Have you ever checked the weather forecast before a trip to decide what to pack, only to be woefully unprepared for the trip because the weather man was completely wrong? If so, then you know the importance of accurate forecasting. The same is true in supply chain management. Supply chain managers use forecasting to ensure that they have enough supply on hand to satisfy demand. Accuracy is essential, because over-estimation means bloated inventory and high costs, while under-estimation means not enough product to supply to valued customers. The trick to accurate forecasting is to balance inventory to make sure the company has just enough supply to meet demands of the customer, which can be achieved via Lean Manufacturing.
Balancing inventory based on forecasting can be a tricky business, and many supply chains rely on lean manufacturing to do so. Lean manufacturing reduces costs, cuts out waste, increases productivity and quality, and still turns a profit. Behind every successful lean manufacturing process is the principle of Just-in-time (JIT) manufacturing. JIT manufacturing restricts a business from producing or storing excess inventory. Doing so allows a company to reduce inventory, which is a good thing because when you’re sitting on inventory you’re sitting on profits. JIT manufacturing reduces the amount of material on hand which is an advantage to a company because it means less of a business’s funds is boxed up in the warehouse. Lower levels of inventory frees up funds to allow the the business to pursue activities of expansion. JIT manufacturing also reduces the chances for bottlenecking during the manufacturing process which means a more efficient and cost effective supply chain.

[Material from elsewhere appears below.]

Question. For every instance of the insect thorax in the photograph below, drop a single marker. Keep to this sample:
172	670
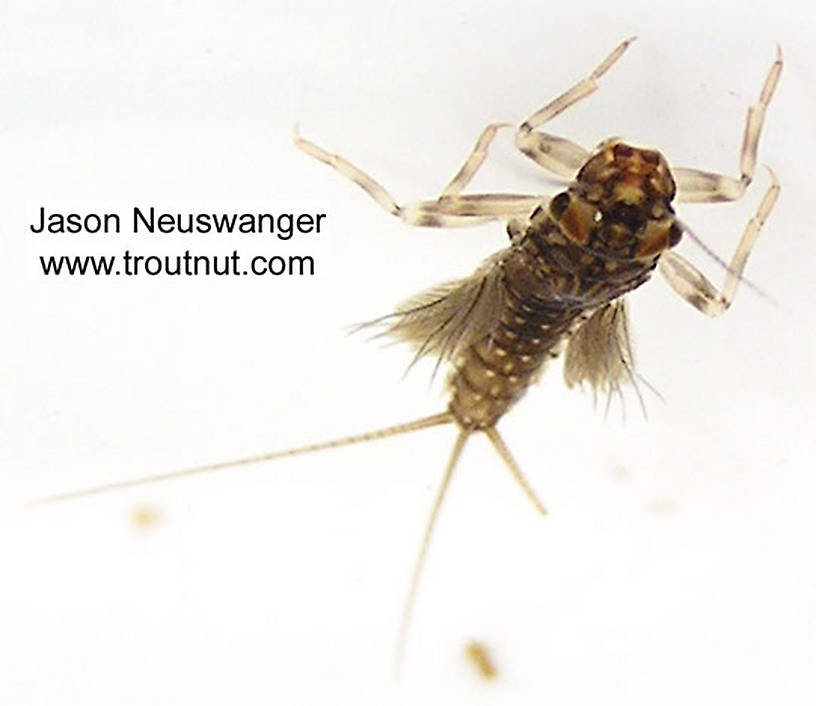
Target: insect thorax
597	240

Another aspect of lean manufacturing that allows for accurate forecasting is the idea of continuous improvement, which reduces operating overhead by decreasing wasted time and effort. Continuous improvement cuts out the fat of manufacturing though methodologies that identify savings opportunities and putting them into action. Utilizing continuous improvement methods allow business to continue as normal while consistently evaluating ways to improve. Business can do this by choosing a process for improvement, map out the current process, identify ways the process can be streamlined, and making those edits to create a better system. The key to this principle is working this process into a company’s usual business practices, which allow companies to work more efficiently with less waste.
The 5S Philosophy
Lean manufacturing also relies on standardization, or the 5S Philosophy that uses a list of five Japanese words that, when translated, all begin with the letter ‘s.’ The 5S Philosophy is meant to a company create product that is right the first time, every time. By standardizing everything from tools and machines to processes and arrangements, there is a lot of control that helps the company know what is creating high quality products and what is not. With the 5S Philosophy, there is less room for mistakes, which reduces the need for excess inventory.
If you want to eliminate waste and optimize business processes to cut costs and deliver valuable products to your customer, accurate forecasting through lean manufacturing is essential, and fortunately it’s also attainable by utilizing these principles.